¿Podemos pactar los precios?
Esta es una cuestión a la que muy frecuentemente nos vemos en la necesidad de dar respuesta e, inequívocamente, siempre en sentido negativo si se trata de acuerdos sobre precios de venta entre entidades competidoras.
Este criterio, compartido en nuestro país tanto por el Tribunal Supremo como por el Tribunal de Defensa de la Competencia, ha sido nuevamente respaldado por la Comisión Europea en el expediente incoado a diversas entidades del sector químico.
La cuestión, esencial en el Derecho sobre la Competencia, tiene su punto de partida a finales del siglo XIX en Estados Unidos de América, con la conocida Sherman Act. Por lo que respecta a nuestro ámbito más inmediato, tanto la normativa nacional como la europea prohíben todo acuerdo o práctica concertada que tenga por objeto o efecto impedir, falsear o restringir la competencia. No cabe duda que el acuerdo, expreso o tácito, en la determinación de precios entre competidores constituye una actuación sancionable con arreglo ello. Además, éste en modo alguno puede albergar protección en la denominada comunicación de minimis, la cual habilita la protección de determinadas prácticas o acuerdos cuando no tienen impacto apreciable en la competencia ni trascendencia económica.
Y es que, como comprenderán, dicho criterio de minimis no puede tomarse en consideración en el marco de las denominadas cláusulas 'negras', que tipifican conductas que deben calificarse como prohibidas en todo caso. Una de dichas cláusulas 'negras' es la fijación directa o indirecta de precios de venta entre competidores. En dicha práctica se puede incurrir, entre otros supuestos, porque las partes acuerdan expresamente precios de venta y descuentos, o porque éstas coordinan su comportamiento en el mercado aumentando por ejemplo precios simultáneamente con ánimo colusorio.
Atendiendo a los antecedentes sobradamente conocidos, referidos entre otros a compañías del sector automovilístico, aéreo y de distribución de carburantes, sorprende que las empresas continúen asumiendo el riesgo de ser sancionadas por la implementación de acciones como las indicadas.
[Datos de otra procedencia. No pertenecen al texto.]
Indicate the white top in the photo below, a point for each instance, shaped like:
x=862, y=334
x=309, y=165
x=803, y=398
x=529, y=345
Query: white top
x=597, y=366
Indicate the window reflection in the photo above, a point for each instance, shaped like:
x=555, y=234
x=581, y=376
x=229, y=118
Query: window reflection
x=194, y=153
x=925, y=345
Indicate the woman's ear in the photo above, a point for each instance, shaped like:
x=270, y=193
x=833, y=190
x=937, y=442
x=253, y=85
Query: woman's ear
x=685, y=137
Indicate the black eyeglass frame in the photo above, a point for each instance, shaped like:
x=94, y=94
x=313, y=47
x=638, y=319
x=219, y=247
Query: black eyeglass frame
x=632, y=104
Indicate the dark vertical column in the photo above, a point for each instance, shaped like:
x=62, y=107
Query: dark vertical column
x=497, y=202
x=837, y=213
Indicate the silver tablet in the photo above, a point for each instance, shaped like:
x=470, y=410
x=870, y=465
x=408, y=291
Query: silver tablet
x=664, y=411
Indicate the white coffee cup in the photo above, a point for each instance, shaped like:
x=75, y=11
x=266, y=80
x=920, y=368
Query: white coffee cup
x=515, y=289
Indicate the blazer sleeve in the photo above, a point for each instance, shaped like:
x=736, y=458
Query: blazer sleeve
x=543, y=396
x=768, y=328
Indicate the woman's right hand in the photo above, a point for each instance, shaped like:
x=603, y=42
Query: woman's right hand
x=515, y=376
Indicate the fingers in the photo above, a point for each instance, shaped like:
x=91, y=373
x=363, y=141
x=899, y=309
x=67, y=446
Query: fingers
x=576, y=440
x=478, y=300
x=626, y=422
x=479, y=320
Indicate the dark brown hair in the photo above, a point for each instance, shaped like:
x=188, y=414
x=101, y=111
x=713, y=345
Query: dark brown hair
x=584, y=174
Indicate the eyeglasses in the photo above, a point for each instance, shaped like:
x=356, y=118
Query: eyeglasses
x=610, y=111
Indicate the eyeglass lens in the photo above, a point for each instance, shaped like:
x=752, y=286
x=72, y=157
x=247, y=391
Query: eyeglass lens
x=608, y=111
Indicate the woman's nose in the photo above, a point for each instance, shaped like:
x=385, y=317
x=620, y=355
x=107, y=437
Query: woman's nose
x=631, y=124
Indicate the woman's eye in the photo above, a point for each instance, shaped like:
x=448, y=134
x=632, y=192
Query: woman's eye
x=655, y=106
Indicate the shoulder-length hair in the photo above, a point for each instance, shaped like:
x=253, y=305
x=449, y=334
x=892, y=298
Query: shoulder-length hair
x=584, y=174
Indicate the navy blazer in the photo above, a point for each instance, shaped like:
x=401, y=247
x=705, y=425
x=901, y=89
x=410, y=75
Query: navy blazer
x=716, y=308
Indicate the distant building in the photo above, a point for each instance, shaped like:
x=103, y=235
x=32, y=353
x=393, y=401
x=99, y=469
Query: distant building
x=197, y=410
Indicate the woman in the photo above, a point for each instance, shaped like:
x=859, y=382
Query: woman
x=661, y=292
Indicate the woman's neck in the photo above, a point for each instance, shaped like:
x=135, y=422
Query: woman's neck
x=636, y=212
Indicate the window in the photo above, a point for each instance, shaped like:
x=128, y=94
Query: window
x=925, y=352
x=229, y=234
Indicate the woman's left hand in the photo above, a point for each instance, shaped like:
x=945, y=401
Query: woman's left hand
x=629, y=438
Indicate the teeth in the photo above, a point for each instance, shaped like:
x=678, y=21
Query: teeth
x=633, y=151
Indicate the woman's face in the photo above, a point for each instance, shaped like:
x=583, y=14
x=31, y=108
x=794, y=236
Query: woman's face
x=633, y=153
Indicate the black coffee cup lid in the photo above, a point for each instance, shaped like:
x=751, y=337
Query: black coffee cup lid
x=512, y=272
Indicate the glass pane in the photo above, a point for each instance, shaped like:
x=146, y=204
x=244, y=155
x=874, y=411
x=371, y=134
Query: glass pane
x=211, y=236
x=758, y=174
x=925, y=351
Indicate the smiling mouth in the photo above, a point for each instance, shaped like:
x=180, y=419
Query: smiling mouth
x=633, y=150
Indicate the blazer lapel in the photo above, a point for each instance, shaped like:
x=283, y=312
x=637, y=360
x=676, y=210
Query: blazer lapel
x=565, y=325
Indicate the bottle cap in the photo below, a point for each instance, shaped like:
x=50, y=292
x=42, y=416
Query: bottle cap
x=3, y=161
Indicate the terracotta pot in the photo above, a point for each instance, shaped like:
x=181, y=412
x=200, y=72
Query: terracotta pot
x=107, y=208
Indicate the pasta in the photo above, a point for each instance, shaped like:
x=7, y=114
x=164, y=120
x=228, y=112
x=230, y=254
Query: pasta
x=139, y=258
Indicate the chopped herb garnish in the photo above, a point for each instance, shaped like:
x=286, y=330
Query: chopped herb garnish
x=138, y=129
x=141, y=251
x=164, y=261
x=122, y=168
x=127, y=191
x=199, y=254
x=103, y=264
Acciones que además de acarrear ingentes sanciones económicas, pueden provocar un deterioro en las relaciones con quien se siente perjudicado con el acuerdo o práctica.
A buen seguro la convicción de las partes de que no se advertirá la existencia del acto anticompetitivo, especialmente si se trata de prácticas concertadas o acuerdos verbales, y los beneficios económicos que éste tiene para ellas (en el bien entendido que será respetado por los partícipes) constituyen elementos fundamentales que éstas barajan para su adopción.
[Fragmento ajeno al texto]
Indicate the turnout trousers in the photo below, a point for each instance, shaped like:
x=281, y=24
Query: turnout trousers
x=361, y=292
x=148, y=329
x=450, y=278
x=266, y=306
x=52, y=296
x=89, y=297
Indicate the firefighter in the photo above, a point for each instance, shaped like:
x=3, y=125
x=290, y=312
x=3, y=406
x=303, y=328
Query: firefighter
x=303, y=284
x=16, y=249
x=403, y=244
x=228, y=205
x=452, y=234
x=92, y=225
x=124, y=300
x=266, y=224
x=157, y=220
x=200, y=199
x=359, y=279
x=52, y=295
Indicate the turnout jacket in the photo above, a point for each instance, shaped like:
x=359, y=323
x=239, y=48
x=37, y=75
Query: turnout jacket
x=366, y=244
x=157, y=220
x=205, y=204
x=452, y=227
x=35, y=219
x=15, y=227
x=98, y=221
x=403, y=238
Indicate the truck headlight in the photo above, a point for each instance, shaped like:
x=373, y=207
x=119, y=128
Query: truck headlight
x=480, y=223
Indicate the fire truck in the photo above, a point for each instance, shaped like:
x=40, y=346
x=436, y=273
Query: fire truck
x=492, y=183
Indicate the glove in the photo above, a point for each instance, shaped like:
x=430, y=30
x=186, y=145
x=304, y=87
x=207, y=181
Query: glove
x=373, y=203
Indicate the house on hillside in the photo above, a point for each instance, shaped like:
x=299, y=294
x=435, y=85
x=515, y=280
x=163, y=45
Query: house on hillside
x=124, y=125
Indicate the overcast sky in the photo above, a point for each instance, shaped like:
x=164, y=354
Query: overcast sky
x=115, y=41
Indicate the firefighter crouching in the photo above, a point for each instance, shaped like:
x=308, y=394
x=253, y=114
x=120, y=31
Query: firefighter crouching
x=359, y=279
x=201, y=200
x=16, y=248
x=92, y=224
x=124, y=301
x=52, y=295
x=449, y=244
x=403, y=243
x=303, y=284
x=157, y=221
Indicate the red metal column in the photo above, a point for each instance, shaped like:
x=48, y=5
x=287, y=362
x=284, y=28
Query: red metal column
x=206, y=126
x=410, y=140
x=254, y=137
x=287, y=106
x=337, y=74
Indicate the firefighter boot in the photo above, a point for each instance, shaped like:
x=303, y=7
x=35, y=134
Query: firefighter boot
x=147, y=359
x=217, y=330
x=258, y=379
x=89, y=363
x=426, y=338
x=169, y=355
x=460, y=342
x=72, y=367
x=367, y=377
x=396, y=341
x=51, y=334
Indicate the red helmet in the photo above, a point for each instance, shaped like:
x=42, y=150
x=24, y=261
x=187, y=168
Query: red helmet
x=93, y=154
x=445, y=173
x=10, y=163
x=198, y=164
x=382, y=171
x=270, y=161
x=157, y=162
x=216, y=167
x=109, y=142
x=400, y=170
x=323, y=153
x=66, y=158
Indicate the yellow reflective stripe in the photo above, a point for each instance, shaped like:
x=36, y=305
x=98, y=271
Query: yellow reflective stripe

Por lo que respecta a las dificultades para demostrar la existencia dichos acuerdos o prácticas, cometido que debe atender el juzgador correspondiente, éstas residen a menudo en la verificación de la forma o grado de coordinación entre empresas.
Frecuentemente, las autoridades administrativas y judiciales se ven en la necesidad de acudir a la prueba de presunciones como medio para acreditar la supuesta infracción. Este sistema de acreditación debe, sin embargo, ser utilizado con extremada cautela y precaución. En nuestro ordenamiento la presunción de inocencia constituye un derecho fundamental que no puede ni debe verse quebrantado por meros indicios del juzgador, con independencia de su clase.
En esta misma línea se circunscriben las resoluciones del Tribunal Constitucional y del Tribunal Supremo, que exigen que los indicios en cuestión estén probados y no constituyan simples sospechas, obligando a resaltar los fundamentos que, partiendo de los indicios probados, permitan inequívocamente concluir que ha existido acuerdo o práctica prohibida.
Bien es cierto que en el marco de la labor de inspección las autoridades toman en ocasiones ventaja de la impericia de los expedientados, al advertirse faxes, correos electrónicos, comunicaciones internas y demás documentación en la que el propio sujeto se inculpa, y que resultan ser elementos probatorios de la existencia del acuerdo o práctica concertada prohibida.
En cualquier caso, la aplicación del Derecho en este contexto es extremadamente compleja, haciéndose necesario que las autoridades en la materia distingan aquellos supuestos en los que existe una verdadera infracción de aquellos que obedecen a un simple comportamiento racional de los competidores para posicionarse adecuadamente en el mercado ante una coyuntura determinada.